Rate Limits

Xantly enforces per-organization rate limits using a distributed sliding window algorithm. Limits are applied per endpoint category and per minute.

How rate limiting works

Sliding window — enforced per organization per endpoint via Redis atomic Lua scripts
Dual enforcement for inference — chat completions and embeddings check both RPM (requests per minute) and TPM (tokens per minute) simultaneously to prevent quota burn attacks
Other endpoints — RPM only

Default limits by endpoint

Endpoint category	Default RPM	Notes
Inference (`/v1/chat/completions`, `/v1/embeddings`)	Plan-dependent	Both RPM and TPM enforced
Voice (`/v1/voice/*`)	Plan-dependent	RPM + monthly minutes + concurrent sessions (see below)
Governance writes	5	PUT/POST/DELETE on `/v1/governance`
Routing writes	10	PUT on `/v1/routing`
Formal specs	50	`/v1/governance/formal-specs`
Reliability writes	100	POST/PUT on `/v1/reliability`

Actual limits for your organization are set in your plan and may differ from defaults. Check your dashboard for current limits.
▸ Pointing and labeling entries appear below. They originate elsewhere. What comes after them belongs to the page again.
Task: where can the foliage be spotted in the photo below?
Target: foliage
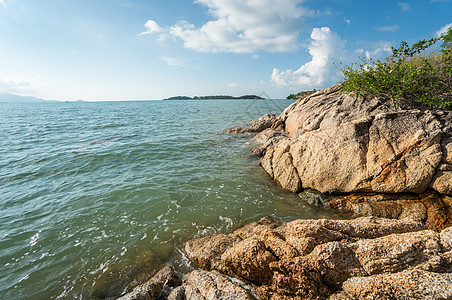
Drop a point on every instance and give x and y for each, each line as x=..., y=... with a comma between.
x=302, y=94
x=409, y=78
x=447, y=39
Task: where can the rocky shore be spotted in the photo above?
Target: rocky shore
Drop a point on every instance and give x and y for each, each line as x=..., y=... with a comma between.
x=391, y=169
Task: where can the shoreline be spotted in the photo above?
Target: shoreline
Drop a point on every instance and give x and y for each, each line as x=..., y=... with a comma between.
x=400, y=230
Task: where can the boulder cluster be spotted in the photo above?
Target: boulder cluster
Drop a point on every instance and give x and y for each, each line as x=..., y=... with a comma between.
x=392, y=170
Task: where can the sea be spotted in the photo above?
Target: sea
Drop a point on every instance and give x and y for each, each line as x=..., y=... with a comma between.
x=96, y=196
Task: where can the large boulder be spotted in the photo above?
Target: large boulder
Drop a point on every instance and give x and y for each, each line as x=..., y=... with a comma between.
x=317, y=259
x=340, y=143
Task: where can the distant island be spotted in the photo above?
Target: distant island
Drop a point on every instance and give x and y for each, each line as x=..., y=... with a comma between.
x=300, y=95
x=12, y=98
x=216, y=97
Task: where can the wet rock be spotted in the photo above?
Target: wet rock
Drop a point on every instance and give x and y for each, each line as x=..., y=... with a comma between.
x=409, y=284
x=266, y=135
x=158, y=287
x=206, y=252
x=431, y=208
x=210, y=286
x=248, y=260
x=123, y=277
x=258, y=125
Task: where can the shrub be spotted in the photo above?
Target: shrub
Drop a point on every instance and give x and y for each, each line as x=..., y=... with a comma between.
x=409, y=78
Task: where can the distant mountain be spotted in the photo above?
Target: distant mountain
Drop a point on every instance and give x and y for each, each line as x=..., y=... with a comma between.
x=217, y=97
x=11, y=98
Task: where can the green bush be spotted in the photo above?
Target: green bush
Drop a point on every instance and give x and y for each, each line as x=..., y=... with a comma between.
x=409, y=78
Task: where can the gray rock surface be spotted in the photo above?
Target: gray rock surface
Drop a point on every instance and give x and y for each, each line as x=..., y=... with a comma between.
x=340, y=144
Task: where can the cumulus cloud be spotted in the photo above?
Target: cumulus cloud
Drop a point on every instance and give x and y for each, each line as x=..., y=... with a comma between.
x=443, y=29
x=387, y=28
x=404, y=7
x=173, y=61
x=241, y=26
x=21, y=84
x=325, y=48
x=151, y=27
x=380, y=49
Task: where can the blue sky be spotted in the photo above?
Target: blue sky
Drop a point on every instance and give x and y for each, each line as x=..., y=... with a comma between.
x=153, y=49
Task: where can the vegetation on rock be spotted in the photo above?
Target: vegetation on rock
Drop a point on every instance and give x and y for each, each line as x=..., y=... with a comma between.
x=302, y=94
x=410, y=78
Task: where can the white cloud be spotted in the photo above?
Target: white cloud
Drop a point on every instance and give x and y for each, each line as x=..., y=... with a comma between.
x=21, y=84
x=325, y=48
x=151, y=27
x=404, y=7
x=380, y=49
x=443, y=29
x=387, y=28
x=242, y=26
x=173, y=61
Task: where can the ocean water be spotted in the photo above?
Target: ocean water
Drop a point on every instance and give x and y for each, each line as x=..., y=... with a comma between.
x=94, y=197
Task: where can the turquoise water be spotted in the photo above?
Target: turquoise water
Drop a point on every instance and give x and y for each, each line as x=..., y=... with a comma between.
x=96, y=196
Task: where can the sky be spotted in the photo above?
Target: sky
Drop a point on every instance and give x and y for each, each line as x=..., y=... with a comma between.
x=154, y=49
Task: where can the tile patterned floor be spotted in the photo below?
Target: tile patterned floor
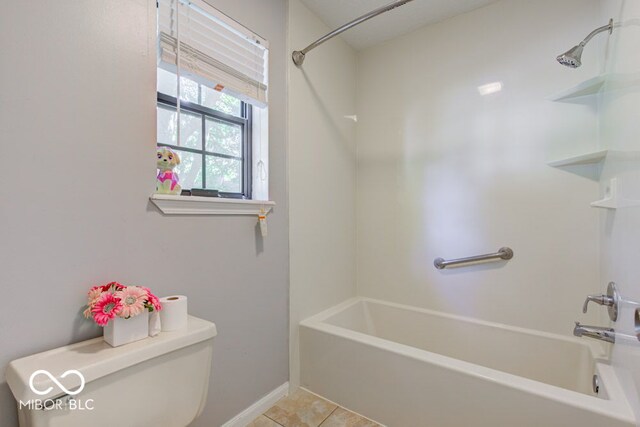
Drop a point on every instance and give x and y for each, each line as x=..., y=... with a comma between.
x=304, y=409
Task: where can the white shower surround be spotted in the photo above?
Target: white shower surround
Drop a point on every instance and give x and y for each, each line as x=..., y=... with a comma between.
x=404, y=366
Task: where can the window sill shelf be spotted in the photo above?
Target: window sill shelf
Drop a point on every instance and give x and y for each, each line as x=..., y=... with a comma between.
x=193, y=205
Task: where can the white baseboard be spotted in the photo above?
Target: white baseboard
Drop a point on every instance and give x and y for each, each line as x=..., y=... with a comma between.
x=258, y=408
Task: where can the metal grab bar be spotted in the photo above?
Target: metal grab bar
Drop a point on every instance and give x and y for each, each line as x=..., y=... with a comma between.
x=503, y=253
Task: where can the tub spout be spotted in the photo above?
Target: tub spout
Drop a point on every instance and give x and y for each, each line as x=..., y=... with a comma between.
x=596, y=332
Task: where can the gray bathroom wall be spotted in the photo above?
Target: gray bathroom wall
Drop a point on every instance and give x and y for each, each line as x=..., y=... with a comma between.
x=77, y=125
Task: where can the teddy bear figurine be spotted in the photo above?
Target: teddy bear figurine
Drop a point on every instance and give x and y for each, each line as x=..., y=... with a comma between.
x=167, y=180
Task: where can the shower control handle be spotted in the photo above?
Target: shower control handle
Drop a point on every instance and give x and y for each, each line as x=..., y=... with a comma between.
x=609, y=300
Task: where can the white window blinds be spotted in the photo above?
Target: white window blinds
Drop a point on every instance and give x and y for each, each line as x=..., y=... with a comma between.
x=214, y=50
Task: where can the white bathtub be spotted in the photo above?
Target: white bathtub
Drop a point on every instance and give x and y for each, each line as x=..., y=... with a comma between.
x=408, y=367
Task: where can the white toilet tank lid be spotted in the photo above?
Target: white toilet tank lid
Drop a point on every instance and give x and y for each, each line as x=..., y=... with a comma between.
x=95, y=359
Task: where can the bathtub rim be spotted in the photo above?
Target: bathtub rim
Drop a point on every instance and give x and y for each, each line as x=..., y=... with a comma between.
x=613, y=403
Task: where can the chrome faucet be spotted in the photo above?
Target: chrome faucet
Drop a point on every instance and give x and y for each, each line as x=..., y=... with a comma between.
x=609, y=300
x=595, y=332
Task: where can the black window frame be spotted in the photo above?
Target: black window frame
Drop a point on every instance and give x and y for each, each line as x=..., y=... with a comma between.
x=245, y=122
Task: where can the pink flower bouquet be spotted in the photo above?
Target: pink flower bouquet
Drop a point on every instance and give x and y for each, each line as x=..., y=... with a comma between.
x=113, y=299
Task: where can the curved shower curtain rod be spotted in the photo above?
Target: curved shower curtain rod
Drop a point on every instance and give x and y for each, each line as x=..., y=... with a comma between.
x=298, y=55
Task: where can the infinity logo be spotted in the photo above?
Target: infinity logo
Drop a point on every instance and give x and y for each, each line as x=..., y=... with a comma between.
x=60, y=386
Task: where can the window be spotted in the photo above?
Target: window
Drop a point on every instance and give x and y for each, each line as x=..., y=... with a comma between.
x=215, y=135
x=212, y=99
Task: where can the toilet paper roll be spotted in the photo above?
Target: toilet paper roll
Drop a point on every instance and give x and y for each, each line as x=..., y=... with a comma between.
x=173, y=315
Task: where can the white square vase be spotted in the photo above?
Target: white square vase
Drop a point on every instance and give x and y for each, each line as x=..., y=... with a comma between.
x=121, y=331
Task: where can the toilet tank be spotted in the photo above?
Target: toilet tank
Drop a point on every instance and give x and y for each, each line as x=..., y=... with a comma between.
x=158, y=381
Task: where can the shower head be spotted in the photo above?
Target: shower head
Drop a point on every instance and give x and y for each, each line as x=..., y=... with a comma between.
x=573, y=57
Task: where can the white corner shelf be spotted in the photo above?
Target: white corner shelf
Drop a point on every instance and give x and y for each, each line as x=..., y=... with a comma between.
x=193, y=205
x=587, y=87
x=583, y=159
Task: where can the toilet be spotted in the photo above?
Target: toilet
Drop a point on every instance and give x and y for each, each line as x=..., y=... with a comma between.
x=159, y=381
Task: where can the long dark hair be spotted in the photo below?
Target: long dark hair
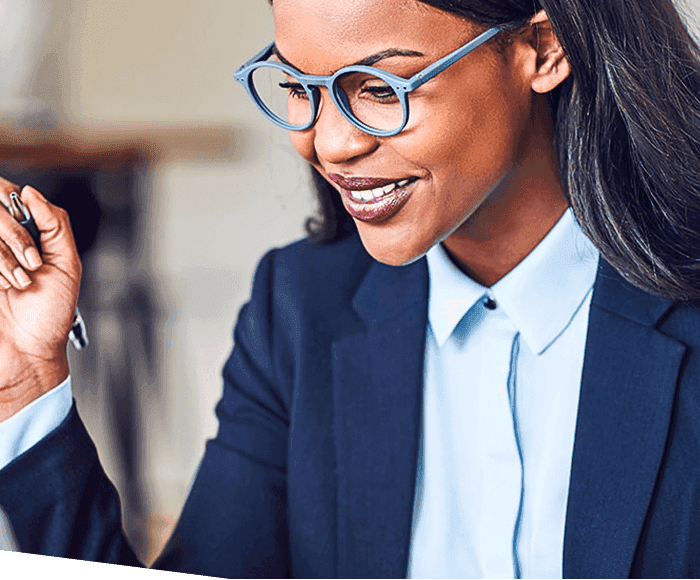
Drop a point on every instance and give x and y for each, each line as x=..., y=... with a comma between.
x=627, y=133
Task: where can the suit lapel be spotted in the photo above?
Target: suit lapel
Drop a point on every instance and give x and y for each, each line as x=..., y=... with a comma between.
x=627, y=390
x=377, y=381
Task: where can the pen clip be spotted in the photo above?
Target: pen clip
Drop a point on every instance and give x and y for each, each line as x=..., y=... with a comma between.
x=18, y=210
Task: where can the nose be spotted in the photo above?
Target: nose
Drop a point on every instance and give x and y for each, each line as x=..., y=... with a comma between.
x=335, y=139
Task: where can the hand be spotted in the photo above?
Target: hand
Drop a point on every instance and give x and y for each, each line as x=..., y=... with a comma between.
x=38, y=296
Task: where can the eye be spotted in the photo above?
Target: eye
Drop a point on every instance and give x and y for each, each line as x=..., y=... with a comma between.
x=295, y=90
x=378, y=90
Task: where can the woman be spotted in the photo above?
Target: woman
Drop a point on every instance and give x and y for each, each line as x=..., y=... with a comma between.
x=509, y=406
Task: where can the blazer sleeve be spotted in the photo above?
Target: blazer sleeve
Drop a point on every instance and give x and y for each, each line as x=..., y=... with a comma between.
x=233, y=524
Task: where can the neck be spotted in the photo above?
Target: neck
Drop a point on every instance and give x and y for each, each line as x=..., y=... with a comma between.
x=517, y=215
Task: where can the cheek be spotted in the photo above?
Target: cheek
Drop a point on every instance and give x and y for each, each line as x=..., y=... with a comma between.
x=303, y=142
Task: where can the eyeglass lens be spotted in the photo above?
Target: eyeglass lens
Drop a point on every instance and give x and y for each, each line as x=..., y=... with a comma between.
x=368, y=98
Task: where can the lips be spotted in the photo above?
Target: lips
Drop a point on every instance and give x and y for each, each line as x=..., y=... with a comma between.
x=380, y=198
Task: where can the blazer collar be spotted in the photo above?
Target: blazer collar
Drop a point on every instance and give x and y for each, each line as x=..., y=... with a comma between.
x=377, y=390
x=627, y=390
x=628, y=385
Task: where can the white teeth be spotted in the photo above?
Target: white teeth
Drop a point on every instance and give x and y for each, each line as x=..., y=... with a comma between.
x=367, y=195
x=377, y=192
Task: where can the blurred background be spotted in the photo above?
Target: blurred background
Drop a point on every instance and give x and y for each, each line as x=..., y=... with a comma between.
x=125, y=113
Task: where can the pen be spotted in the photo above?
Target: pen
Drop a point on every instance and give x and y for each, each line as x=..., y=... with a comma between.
x=78, y=332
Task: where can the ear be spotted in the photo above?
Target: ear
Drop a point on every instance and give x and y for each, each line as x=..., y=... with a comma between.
x=552, y=67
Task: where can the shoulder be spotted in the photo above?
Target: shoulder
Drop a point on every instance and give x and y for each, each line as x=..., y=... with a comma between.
x=306, y=273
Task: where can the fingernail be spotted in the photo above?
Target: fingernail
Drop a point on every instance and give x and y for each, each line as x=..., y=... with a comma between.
x=21, y=277
x=33, y=257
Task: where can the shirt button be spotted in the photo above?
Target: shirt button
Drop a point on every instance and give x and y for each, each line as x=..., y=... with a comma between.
x=490, y=303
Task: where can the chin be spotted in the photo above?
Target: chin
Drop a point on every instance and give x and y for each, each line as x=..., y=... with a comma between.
x=391, y=252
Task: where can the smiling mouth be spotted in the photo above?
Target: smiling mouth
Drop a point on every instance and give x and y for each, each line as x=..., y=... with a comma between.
x=378, y=203
x=369, y=195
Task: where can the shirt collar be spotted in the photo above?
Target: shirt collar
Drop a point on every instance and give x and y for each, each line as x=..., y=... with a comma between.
x=540, y=295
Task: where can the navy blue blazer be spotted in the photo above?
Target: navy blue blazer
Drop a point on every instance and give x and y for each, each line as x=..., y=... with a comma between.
x=313, y=469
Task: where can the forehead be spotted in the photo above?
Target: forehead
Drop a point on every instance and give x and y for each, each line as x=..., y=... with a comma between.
x=323, y=35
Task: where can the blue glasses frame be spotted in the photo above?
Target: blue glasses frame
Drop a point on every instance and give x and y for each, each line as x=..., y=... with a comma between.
x=311, y=84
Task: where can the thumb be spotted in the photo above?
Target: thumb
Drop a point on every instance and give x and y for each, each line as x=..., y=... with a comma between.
x=57, y=243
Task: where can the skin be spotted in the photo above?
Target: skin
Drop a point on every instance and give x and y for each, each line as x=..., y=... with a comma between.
x=479, y=136
x=479, y=140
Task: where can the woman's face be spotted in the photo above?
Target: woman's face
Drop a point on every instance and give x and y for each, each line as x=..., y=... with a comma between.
x=464, y=139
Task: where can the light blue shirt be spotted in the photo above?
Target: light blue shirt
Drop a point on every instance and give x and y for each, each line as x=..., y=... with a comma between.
x=30, y=425
x=500, y=403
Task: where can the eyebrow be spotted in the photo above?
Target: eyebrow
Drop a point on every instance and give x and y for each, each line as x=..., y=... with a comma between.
x=367, y=61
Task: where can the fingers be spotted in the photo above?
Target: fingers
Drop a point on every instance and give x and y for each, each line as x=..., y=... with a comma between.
x=53, y=223
x=18, y=254
x=17, y=250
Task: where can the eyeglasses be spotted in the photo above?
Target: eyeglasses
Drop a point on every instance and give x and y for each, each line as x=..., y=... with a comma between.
x=372, y=99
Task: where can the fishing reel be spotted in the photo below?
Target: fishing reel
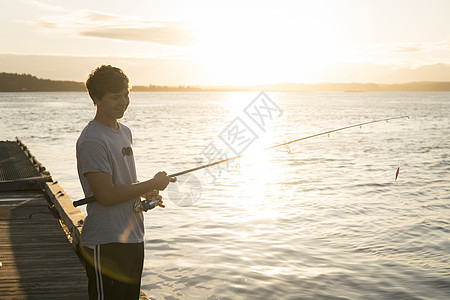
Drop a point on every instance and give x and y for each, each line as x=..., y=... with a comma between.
x=145, y=205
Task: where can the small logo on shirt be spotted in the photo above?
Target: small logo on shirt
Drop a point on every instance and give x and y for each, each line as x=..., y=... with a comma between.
x=127, y=151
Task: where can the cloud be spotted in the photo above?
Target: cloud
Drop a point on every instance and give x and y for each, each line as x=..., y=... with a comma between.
x=407, y=49
x=47, y=7
x=87, y=23
x=165, y=33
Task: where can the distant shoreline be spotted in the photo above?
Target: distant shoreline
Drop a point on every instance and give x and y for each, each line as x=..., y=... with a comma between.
x=10, y=82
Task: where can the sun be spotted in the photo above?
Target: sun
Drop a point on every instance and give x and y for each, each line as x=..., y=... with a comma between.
x=259, y=46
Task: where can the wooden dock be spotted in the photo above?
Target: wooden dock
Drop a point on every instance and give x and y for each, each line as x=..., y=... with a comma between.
x=39, y=232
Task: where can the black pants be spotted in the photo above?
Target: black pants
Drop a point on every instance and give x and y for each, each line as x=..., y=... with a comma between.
x=114, y=270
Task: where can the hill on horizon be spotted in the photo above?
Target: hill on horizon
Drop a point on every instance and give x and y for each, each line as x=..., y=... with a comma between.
x=13, y=82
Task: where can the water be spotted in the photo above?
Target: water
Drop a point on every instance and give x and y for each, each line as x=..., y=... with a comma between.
x=325, y=221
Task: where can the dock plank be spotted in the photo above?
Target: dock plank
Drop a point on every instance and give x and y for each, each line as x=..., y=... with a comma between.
x=38, y=260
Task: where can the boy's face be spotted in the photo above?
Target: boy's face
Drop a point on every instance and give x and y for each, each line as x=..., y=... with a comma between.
x=114, y=105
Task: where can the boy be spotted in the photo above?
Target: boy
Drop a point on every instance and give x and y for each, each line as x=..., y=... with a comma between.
x=113, y=233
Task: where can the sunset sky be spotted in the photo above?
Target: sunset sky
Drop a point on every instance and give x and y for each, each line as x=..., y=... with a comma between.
x=175, y=42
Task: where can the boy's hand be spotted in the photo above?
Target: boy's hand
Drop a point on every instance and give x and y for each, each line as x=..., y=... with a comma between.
x=161, y=180
x=154, y=195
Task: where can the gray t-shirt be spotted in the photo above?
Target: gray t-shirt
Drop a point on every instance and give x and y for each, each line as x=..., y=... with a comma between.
x=103, y=149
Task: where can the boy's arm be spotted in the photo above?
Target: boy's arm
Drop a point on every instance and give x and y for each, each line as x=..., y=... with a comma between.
x=108, y=193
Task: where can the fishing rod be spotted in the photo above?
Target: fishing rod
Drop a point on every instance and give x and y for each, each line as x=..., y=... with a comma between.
x=152, y=204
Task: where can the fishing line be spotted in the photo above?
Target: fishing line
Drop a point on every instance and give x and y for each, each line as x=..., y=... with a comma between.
x=286, y=144
x=401, y=156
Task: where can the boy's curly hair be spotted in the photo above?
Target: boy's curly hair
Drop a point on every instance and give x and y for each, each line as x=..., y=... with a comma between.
x=106, y=79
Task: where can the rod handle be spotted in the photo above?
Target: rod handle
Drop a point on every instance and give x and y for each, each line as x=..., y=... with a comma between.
x=84, y=201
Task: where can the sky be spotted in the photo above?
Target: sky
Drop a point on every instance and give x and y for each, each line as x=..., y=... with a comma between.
x=205, y=42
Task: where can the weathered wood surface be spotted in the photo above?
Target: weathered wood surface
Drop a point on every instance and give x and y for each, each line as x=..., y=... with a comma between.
x=39, y=232
x=38, y=262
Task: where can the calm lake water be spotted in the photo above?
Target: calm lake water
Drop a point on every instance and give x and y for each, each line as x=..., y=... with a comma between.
x=324, y=219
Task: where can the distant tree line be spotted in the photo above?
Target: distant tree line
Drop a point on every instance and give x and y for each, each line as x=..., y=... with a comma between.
x=11, y=82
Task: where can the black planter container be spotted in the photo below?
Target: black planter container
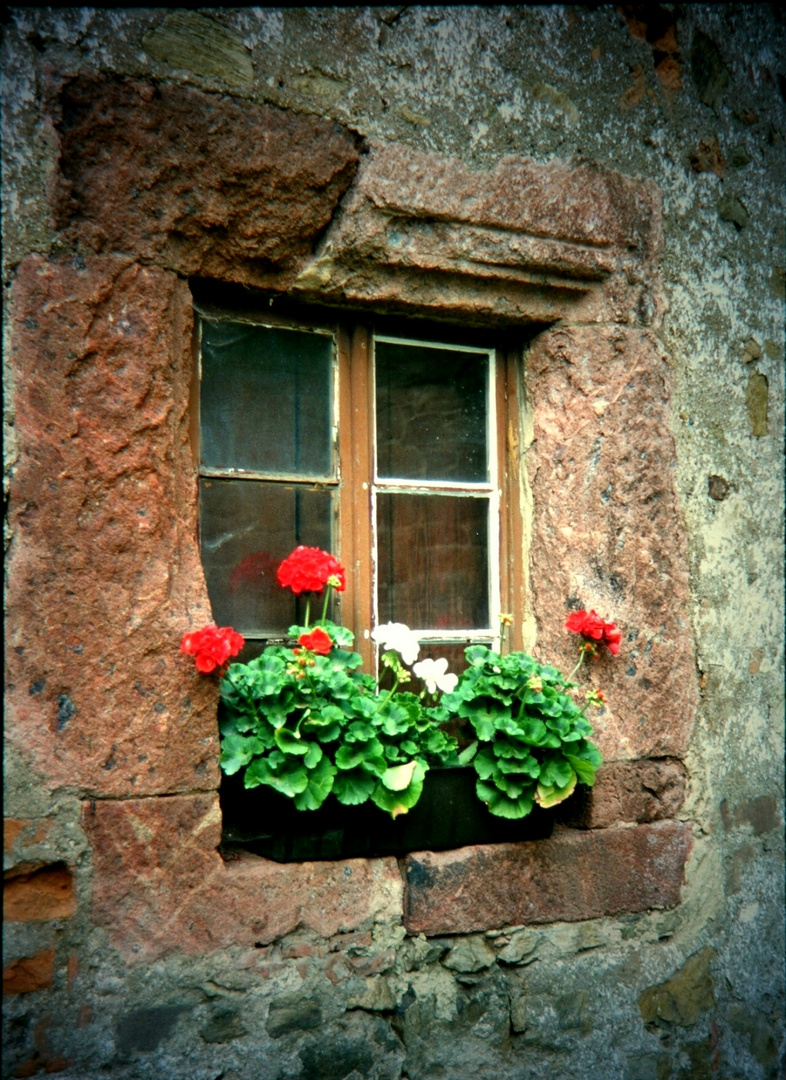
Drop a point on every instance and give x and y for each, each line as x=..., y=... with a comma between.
x=448, y=814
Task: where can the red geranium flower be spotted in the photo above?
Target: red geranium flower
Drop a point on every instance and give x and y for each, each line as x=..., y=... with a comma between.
x=319, y=640
x=591, y=625
x=310, y=569
x=212, y=646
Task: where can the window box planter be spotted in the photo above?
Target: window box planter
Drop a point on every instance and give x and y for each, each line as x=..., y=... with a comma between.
x=448, y=814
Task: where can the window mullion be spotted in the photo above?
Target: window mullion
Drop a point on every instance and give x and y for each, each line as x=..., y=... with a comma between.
x=356, y=462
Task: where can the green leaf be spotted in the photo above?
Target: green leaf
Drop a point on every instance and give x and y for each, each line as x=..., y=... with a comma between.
x=290, y=743
x=313, y=756
x=485, y=717
x=288, y=783
x=550, y=795
x=317, y=788
x=556, y=772
x=398, y=802
x=400, y=777
x=349, y=757
x=584, y=770
x=485, y=764
x=236, y=751
x=500, y=805
x=533, y=731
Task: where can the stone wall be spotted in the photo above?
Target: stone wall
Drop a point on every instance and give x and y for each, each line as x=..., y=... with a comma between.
x=602, y=181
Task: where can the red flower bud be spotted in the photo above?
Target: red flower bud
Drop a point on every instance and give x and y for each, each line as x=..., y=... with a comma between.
x=310, y=569
x=212, y=646
x=319, y=640
x=591, y=625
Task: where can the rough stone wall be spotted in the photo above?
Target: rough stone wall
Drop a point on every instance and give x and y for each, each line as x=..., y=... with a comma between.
x=132, y=948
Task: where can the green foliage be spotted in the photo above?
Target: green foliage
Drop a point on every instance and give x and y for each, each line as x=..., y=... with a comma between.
x=532, y=739
x=310, y=726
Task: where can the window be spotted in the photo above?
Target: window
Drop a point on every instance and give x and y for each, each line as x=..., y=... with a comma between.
x=380, y=442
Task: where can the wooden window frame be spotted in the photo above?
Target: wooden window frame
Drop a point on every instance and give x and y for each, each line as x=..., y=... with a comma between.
x=354, y=410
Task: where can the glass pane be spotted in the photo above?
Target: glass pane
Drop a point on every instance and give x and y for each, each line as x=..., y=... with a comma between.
x=247, y=527
x=433, y=561
x=266, y=400
x=431, y=413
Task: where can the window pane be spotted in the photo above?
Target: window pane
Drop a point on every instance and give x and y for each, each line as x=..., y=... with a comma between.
x=266, y=400
x=433, y=561
x=247, y=527
x=431, y=413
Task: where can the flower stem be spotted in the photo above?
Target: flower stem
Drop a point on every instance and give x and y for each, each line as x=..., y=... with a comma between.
x=581, y=661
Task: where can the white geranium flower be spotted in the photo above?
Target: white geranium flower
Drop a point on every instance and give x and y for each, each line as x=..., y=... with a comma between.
x=395, y=635
x=435, y=675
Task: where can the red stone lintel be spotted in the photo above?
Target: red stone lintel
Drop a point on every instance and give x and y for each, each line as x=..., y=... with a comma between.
x=570, y=877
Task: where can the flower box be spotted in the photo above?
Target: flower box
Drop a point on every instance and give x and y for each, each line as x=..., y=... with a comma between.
x=448, y=814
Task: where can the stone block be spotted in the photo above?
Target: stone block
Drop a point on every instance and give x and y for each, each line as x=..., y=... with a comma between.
x=627, y=792
x=35, y=892
x=197, y=183
x=523, y=242
x=104, y=567
x=570, y=877
x=608, y=532
x=682, y=998
x=29, y=973
x=160, y=883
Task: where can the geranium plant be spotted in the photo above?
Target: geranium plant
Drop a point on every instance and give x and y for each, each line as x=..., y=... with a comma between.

Voice endpoints (/v1/voice/transcribe, /v1/voice/synthesize, /v1/voice/chat, /v1/voice/stream, /v1/voice/realtime, /v1/voice/turn) have three independent enforcement dimensions, all evaluated on every request:

Voice RPM — sliding-window requests-per-minute, identical mechanism to inference RPM but a separate counter
Monthly audio minutes quota — total voice_input_audio_ms summed across the calendar month
Concurrent voice sessions — distinct active sessions in the voice:concurrent:{org_id} Redis ZSET

If any one of these is exceeded, the request returns 429 Too Many Requests (or 402 Payment Required for budget/credit exhaustion).

Per-plan defaults

Plan	Voice RPM	Monthly minutes	Concurrent sessions	Concurrency TTL
Free	3	3 minutes (lifetime, one-time demo)	1	10 min
Pro	60	500 / month	5	10 min
Scale	500	5,000 / month	25	60 min
Pay-As-You-Go	30	Unlimited (credit-bounded)	5	30 min

The concurrency TTL is how long an idle voice session remains in the active set before the reaper releases its slot. Long-running streaming sessions on Scale tier (60-min TTL) get heartbeats from the WebSocket handler every turn so they aren't reaped mid-call.

Per-org overrides

Every per-plan voice limit can be overridden per-org via org_settings:

Setting	Column	Notes
Voice RPM	`voice_rpm_limit` (`int`)	NULL = use plan default
Monthly minutes	`voice_monthly_minutes_limit` (`int`)	NULL = use plan default; ignored for Free (uses lifetime)
Concurrent sessions	`voice_concurrent_session_limit` (`int`)	NULL = use plan default
Monthly budget cap	`voice_monthly_budget_usd` (`numeric`)	Hard $ ceiling regardless of minute quota
Platform fee per minute	`voice_platform_fee_per_min` (`numeric`)	NULL = use plan default

Free tier specifics

Free tier voice minutes are a lifetime quota, not monthly. The first 3 audio minutes are free; after that, voice requests return 429. Tracked via org_settings.voice_free_minutes_used. Upgrade to Pro for 500 minutes/month.

Enforcement order

When a voice request arrives, Xantly evaluates the checks in this order. The first failure returns immediately:

Monthly USD budget cap — same budget:usage:{org}:general:{YYYY-MM} Redis pool as inference. Returns 402 Payment Required.
Monthly voice minutes quota — voice:audio_mins:{org}:{YYYY-MM} Redis key vs the plan/org limit. Returns 429.
Free-tier lifetime quota — only on Free plan, checks voice_free_minutes_used >= 3. Returns 429.
PAYG credit floor — PAYG accounts must have credit_balance_cents >= 5 ($0.05) to start a request. Returns 402.
Concurrent session limit — Lua script checks ZCARD against the plan/org limit. Returns 429.
Voice RPM (sliding window) — middleware-level RPM enforcement. Returns 429.

Cost-aware sub-pipeline

Inside the voice pipeline, the LLM stage uses BaRP (the existing routing fairness layer) with a VoiceOnly constraint that prefers models with avg_latency_ms < 300. This sub-pipeline does not consume the voice RPM bucket — only the outer voice request does.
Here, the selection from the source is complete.